La France regorge de groupes de qualité qui, malgré l’injuste ignorance médiatique dont ils sont victimes, continuent de prêcher la bonne parole blues-rock contre vents et marées. Les girondins de Double Stone Washed arpentent les routes de France et des pays voisins depuis 1991 et pourtant, ce superbe opus paru en 2007 est passé complètement inaperçu. Voilà qui est à la fois incompréhensible et inacceptable ! Il est donc grand temps de rendre à ce groupe, ainsi qu’à cet album, l’hommage qu’ils méritent.

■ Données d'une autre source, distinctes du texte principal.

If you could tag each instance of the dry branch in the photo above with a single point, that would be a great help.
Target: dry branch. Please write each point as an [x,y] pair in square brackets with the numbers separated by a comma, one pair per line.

Car c’est un recueil de petits bijoux blues-rock que DSW nous sert avec cet opus éponyme. En dehors d’une reprise, revisitée sous l’effet de fumées colorées, du « Spoonful » de Willie Dixon, seul point faible de l’album malgré son originalité, les jumeaux Villafagne et leur frère adoptif, Lilian Descorps, nous offrent 12 compositions, à la fois variées et finement ciselées. Les compères réussissent à parfaitement marier la propreté de la production et l’énergie rocailleuse propre au style dont ils brandissent fièrement les couleurs en en parcourant tous les recoins. Ainsi, si le début de l’album donne dans un blues-rock graisseux et puissant (« Stammering Days », « Naked Life »), les autres composantes du styles sont toutes abordées avec autant de réussite. Que cela soit dans un registre boogie (« Shaggy Dog Story »), pub rock (« Come On ») ou rock’n’roll (« Let The Dogs Out »), DSW réussit toujours a dégager l’émotion correspondante et à tisser l’atmosphère adéquate.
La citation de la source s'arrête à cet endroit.